Anorexia nervosa is devastating condition in which an individual purposely starves themselves leading to severely low weight. In addition, most patients with anorexia have depression, and there is a definitely mental aspect to this disease. The disease then, has both dietary and mental components, making it extremely interesting to microbiome scientists, because the microbiome is implicated with both of these facets. Scientists from UNC recently conducted a preliminary study on both of these aspects of the disease by comparing the microbiomes and mental state of anorexic patients before and after treatment, along with healthy controls. They published there results last week in the journal Psychosomatic Medicine.

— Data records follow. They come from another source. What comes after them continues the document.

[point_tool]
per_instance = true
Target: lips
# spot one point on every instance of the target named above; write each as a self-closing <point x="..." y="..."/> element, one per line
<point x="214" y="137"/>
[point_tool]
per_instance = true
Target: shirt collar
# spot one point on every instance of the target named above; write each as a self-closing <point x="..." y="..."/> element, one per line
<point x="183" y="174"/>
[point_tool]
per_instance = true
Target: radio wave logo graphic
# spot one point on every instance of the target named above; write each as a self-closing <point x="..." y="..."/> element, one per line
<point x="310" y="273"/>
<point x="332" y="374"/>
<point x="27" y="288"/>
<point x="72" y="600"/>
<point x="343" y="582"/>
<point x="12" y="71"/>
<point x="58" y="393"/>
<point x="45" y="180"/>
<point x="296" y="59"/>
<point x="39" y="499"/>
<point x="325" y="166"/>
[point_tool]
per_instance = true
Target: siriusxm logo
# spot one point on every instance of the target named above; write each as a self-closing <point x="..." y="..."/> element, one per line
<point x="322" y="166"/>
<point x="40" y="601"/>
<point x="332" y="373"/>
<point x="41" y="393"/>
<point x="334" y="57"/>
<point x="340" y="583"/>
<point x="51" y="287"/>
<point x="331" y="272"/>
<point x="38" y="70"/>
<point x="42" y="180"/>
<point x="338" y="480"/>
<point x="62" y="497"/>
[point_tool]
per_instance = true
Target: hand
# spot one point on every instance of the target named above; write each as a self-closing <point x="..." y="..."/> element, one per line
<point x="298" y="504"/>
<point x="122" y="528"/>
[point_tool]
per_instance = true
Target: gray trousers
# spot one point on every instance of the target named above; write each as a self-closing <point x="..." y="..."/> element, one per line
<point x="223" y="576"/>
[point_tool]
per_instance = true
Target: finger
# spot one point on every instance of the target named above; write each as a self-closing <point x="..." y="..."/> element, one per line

Sixteen patients with anorexia nervosa who sought treatment for their disease had stool samples collected at admission to the hospital as well as their mental health assessed. Ten of these individuals that made partial recoveries (improved body mass index) were discharged from the hospital and donated stool samples and had their mental health assessed upon leaving. The researchers discovered that the patients’ microbiomes severely lacked diversity compared to aged matched controls, and that was true for both admission and discharge from the hospital. The scientists noted though, that the patients that left the hospital had microbiomes that more resembled the control individuals than when they entered. For example, the anorexic patients had very little Clostridia when they entered the hospital, but these populations rebounded during treatment. In terms of the mental health aspect of anorexia and the microbiome, the researchers found a direct association between eating disorder psychopathology and microbiome diversity, with lower diversity corresponding to worse eating disorder psychopathology. The same was true for depression, as the degree of depression was inversely correlated with bacterial diversity. In terms of individual families of bacteria, a lack of Ruminococcaceae had the strongest association negative mental state.
This study shows that a lack of eating decreases gut flora diversity and negatively impacts the microbiome. While not surprising, this lack of diversity will almost certainly cause a dysbiosis that detriments many other aspects of health. One of these, in the case of anorexia, may be mental health, but of course it is not clear which causes which, or if there is any causation or merely just correlation. In any event, disorders that have both mental and dietary components are extremely fascinating to investigate, as it is possible the microbiome is of primary importance to these diseases.